Just moments prior I’d seen a TV news spot of an actress crouching between two cars in a parking garage while being surrounded by paparazzi who were crawling over the cars like squirming maggots trying to get close ups of her distress — I guess because she was an actress, “she was asking for it”. I’ve often thought how nice it would be to have a small EMP device or intense infrared source that would disable or blind any cameras in a 25-foot radius. So much for technical solutions.
We’re moving more and more to technical solutions because they’re “easy” (not really) and to avoid being held responsible for decisions (which nowadays may not be irrational, given our litigious society). What that leads to, however, is our sense of social responsibility being replaced with the attitude that anything not explicitly banned and technologically barricaded is perfectly all right and beyond moral judgement. Hmmph. Crotchety mumble. Get off my lawn.

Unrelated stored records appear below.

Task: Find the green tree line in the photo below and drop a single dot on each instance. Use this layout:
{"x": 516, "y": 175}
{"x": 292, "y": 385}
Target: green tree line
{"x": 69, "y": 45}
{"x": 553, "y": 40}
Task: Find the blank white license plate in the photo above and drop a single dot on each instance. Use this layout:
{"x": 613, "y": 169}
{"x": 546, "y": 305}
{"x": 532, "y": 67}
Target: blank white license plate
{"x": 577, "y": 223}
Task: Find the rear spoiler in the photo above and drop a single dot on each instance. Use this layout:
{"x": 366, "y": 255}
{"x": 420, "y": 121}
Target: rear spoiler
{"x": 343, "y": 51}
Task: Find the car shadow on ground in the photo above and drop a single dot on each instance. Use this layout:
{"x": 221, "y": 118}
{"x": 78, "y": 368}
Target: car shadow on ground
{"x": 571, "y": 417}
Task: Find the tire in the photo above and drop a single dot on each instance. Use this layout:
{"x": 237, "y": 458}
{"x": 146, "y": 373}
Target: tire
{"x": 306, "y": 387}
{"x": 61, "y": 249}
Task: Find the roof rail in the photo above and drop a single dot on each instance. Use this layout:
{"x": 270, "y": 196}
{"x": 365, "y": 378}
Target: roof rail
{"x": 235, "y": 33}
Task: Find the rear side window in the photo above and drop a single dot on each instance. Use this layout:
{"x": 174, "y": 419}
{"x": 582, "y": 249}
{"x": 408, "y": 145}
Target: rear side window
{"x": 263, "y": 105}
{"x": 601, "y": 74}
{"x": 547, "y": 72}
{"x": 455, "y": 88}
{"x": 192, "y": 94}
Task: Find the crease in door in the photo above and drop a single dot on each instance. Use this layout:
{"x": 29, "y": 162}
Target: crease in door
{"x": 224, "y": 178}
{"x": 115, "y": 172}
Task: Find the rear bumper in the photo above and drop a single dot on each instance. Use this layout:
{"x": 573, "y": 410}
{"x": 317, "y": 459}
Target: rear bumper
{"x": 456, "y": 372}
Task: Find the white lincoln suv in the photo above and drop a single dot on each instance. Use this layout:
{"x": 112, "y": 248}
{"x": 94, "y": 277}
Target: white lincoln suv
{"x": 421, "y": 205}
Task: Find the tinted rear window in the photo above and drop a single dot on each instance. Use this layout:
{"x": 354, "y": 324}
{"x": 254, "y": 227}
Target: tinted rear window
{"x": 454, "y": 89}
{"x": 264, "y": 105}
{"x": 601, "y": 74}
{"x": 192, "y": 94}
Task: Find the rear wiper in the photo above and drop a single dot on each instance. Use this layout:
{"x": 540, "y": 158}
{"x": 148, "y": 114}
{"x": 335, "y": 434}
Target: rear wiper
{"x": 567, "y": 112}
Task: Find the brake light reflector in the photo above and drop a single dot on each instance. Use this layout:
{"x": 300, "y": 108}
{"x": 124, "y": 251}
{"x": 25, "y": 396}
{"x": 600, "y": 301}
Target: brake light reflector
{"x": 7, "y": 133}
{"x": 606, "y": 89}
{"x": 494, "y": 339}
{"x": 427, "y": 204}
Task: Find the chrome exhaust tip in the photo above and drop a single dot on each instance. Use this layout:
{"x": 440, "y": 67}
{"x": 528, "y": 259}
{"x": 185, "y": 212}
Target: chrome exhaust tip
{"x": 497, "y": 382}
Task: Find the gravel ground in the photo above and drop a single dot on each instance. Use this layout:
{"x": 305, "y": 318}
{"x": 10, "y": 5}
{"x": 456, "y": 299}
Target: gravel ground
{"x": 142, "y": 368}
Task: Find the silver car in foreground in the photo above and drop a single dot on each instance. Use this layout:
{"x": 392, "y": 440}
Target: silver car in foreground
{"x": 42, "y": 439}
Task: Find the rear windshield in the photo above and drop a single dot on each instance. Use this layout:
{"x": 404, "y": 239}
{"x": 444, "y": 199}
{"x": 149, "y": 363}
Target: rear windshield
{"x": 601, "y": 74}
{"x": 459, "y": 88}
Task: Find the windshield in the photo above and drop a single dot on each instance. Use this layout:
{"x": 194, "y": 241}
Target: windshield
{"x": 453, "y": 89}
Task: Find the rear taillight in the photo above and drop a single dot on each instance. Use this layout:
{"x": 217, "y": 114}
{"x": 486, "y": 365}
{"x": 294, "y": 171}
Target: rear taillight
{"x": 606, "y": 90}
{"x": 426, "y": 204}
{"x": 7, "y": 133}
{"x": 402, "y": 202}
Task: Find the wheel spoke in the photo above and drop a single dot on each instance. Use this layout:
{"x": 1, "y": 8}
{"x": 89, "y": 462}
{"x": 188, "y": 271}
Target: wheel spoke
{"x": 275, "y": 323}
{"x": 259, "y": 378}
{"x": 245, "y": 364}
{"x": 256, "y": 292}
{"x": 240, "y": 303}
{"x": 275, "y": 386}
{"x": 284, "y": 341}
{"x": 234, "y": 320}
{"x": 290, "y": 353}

A little more context, if you didn’t follow the links:
In the invisible [costs] category, consider the culture you’re creating. Most of the time, while certain users shouldn’t be committing changes to certain parts of the repository, that social contract doesn’t need to be technologically enforced. Teams can sometimes spontaneously collaborate with each other; someone may want to help someone else out by committing to an area she doesn’t normally work on. By preventing this sort of thing at the server level, you’re setting up barriers to unexpected collaboration. You’re also creating a bunch of rules that need to be maintained as projects develop, new users are added, and so on. It’s a bunch of extra work to maintain.
Remember that this is a version control system! Even if somebody accidentally commits a change to something she shouldn’t, it’s easy to undo the change. And if a user commits to the wrong place with deliberate malice, it’s a social problem anyway, and that the problem needs to be dealt with outside Subversion.